Racism, prejudice and discrimination are so insidious they need to be addressed in all subjects, and as a whole school issue. But moreover, religions transcend barriers of race and nationality and they therefore need to be understood in terms of their diversity. And really understanding their diversity means recognising their exclusivity. That is, believing in a religion usually means you don’t believe in the other ones (although there are exceptions to this, for example styles of religious belief that endorse pluralism, or religious movements such as the Unitarians or Bahá’í that see their faith as one believed in essence by others).
Moreover, religious disagreement is not misanthropy or prejudice. It’s simply taking one’s religious beliefs to their logical conclusions in the light of contrary views. And while members of all mainstream traditions would concur that theological disagreement can not only be amicable but extremely interesting and stimulating when practised in interreligious dialogue, that doesn’t mean such dialogue can form the basis for the education of one’s children.
Perhaps another important reason why some think the conscience clause should be removed is that RE today is non-confessional as opposed to just undenominational. Therefore, it makes no sense to withdraw a child on account of one’s confession to another faith.

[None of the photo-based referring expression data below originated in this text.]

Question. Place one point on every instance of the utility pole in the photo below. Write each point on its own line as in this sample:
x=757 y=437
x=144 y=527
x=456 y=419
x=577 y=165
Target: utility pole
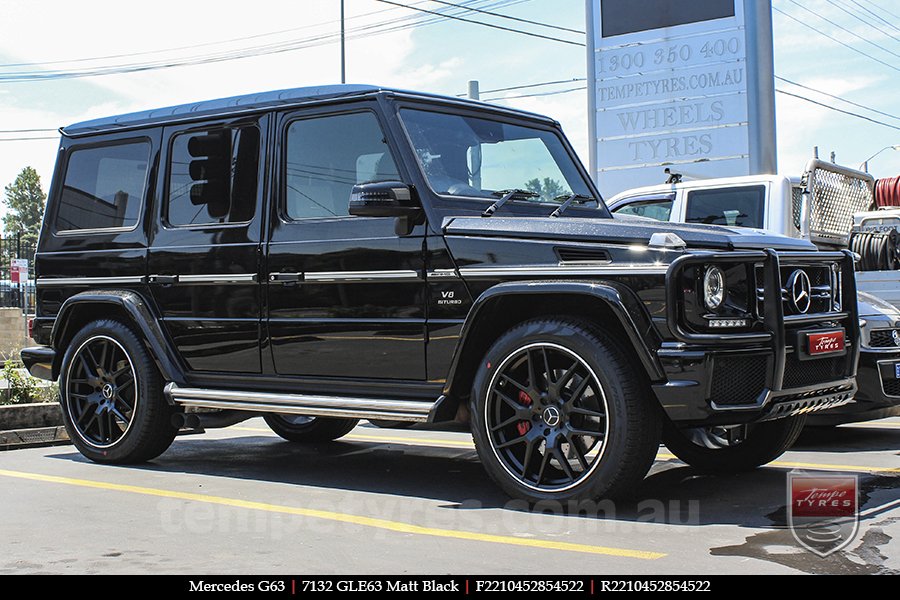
x=343 y=48
x=475 y=153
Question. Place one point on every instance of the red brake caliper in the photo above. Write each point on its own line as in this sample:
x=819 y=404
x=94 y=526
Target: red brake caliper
x=524 y=426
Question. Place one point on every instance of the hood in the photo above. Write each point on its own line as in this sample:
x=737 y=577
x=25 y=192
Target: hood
x=622 y=230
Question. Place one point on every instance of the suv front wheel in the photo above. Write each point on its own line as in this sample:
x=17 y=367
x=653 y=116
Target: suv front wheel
x=112 y=396
x=560 y=413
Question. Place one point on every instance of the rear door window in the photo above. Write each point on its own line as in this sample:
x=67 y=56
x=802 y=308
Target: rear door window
x=659 y=208
x=104 y=187
x=732 y=207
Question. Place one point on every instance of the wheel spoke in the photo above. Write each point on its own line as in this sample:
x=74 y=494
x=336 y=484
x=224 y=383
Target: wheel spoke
x=118 y=414
x=547 y=369
x=518 y=440
x=564 y=463
x=529 y=452
x=575 y=444
x=506 y=423
x=570 y=372
x=532 y=376
x=513 y=382
x=545 y=460
x=585 y=432
x=587 y=412
x=579 y=391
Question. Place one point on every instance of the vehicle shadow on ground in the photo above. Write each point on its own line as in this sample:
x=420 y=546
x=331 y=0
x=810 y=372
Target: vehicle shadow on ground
x=672 y=493
x=849 y=439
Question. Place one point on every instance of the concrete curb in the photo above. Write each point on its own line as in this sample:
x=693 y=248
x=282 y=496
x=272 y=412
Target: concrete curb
x=35 y=437
x=31 y=426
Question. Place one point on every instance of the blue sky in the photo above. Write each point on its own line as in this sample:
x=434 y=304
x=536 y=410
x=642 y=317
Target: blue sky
x=439 y=57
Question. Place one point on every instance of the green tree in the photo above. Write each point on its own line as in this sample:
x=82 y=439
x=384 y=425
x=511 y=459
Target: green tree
x=25 y=202
x=548 y=188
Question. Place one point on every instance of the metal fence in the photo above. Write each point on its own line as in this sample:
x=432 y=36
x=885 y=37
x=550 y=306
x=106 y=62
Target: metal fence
x=13 y=295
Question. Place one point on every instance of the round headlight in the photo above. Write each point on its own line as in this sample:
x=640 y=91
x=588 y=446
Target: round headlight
x=713 y=288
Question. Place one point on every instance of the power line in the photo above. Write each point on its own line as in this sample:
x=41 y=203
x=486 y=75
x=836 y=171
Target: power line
x=842 y=28
x=482 y=23
x=857 y=104
x=881 y=8
x=273 y=48
x=840 y=110
x=834 y=39
x=511 y=18
x=864 y=22
x=535 y=95
x=27 y=139
x=529 y=85
x=26 y=130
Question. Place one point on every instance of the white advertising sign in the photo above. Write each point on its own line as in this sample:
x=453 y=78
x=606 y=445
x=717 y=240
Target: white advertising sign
x=670 y=88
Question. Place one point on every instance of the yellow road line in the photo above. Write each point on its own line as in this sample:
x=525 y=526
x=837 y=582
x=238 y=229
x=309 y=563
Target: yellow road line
x=419 y=441
x=396 y=526
x=805 y=465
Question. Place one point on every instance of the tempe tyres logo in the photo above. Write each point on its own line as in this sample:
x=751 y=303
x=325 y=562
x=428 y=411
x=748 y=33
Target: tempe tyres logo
x=823 y=511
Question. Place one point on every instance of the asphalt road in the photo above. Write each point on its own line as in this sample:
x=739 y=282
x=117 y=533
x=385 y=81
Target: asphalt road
x=241 y=500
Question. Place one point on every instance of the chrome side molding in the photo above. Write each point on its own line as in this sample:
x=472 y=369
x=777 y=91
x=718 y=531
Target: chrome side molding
x=302 y=404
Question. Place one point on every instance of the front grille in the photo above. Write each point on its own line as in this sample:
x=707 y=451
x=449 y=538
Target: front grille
x=823 y=290
x=738 y=380
x=801 y=373
x=891 y=387
x=884 y=338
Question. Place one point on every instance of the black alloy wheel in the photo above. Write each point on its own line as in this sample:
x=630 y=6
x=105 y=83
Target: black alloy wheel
x=101 y=391
x=546 y=415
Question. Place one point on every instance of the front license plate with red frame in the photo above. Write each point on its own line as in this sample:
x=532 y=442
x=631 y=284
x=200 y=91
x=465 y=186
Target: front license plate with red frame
x=825 y=342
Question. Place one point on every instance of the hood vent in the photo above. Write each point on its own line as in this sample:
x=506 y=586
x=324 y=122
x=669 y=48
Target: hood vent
x=581 y=254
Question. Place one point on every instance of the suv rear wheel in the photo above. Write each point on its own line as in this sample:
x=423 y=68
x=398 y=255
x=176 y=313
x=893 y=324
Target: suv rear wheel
x=559 y=413
x=302 y=428
x=728 y=449
x=112 y=396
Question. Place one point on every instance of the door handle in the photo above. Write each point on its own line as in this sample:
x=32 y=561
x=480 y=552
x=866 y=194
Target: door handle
x=163 y=279
x=285 y=277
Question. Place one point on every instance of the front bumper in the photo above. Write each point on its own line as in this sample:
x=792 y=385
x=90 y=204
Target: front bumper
x=39 y=360
x=737 y=378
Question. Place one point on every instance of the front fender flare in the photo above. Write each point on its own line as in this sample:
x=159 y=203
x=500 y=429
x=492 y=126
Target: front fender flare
x=140 y=316
x=623 y=303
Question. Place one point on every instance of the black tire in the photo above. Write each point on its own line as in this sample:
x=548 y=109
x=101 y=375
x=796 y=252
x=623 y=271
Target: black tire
x=302 y=429
x=594 y=389
x=112 y=396
x=710 y=450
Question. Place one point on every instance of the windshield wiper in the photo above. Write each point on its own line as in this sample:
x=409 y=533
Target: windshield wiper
x=567 y=201
x=507 y=196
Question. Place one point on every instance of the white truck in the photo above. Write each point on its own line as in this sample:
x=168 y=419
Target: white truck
x=831 y=206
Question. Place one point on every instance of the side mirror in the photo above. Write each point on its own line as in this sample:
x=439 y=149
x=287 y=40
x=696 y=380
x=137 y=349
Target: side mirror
x=383 y=199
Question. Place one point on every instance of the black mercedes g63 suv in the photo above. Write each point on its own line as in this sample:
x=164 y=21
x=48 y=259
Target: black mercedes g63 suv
x=322 y=255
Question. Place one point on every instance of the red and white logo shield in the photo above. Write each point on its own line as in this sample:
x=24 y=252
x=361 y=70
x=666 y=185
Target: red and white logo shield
x=823 y=511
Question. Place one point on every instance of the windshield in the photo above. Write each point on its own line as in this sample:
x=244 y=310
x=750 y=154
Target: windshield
x=472 y=157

For me, this is perhaps the most worrying of developments. There is no neutral view of religions. There can be no objective curriculum. What we see in RE is not the ‘way religions really are’, but a pedagogically expedient representation of religions as we may be able to make them of interest to students of various ages and policy makers with varying agendas.
Indeed, what we may think of religions is going to be radically altered by our worldview, and the more that may be aligned to a religious tradition, the more likelihood that we will find our own deeply held beliefs skewed by a multi-faith curriculum taught by teachers who could never know enough to teach all religions authentically, and in depth. This is particularly true for religious minorities.
Members of heterodox and close-knit religious communities are unlikely to become religious education professionals, or invest in the project of ‘educating about’ religions as a replacement to their own nurture of faith.
I do not mean to paint a bleak picture. Far from it. Good RE is possible in a diverse setting with students of all faiths and none. I am just arguing that in this situation, you need good RE and a conscience clause. The contested and diverse nature of religion is one of the reasons for RE’s unique legal status. Let’s not kid ourselves into thinking we have all the answers.
Daniel Moulin-Stożek writes here in a personal capacity – as a parent and as a firm believer in the principle of religious freedom. He has been inspired by the Christian anarchism of Leo Tolstoy who defended religious minorities from the Russian state. His monograph on Tolstoy’s educational thought is available from Bloomsbury.
To indulge in further personal biography, when he was in Year 7, Daniel’s parents used the conscience clause intermittently to withdraw him from RE on account of their identification with a minority Christian group. One vivid memory of something in which he was relieved not to partake was a homework to make a ‘witchdoctor’s mask’. This was part of series of lessons about how animism, polytheism and monotheism represented stages in the religious development of ‘mankind’ [sic]. While this may be a crass example of a bygone error, how do we know that our own current pedagogical formulations will not be seen in the future as similarly distorting, ethnocentric and historicist?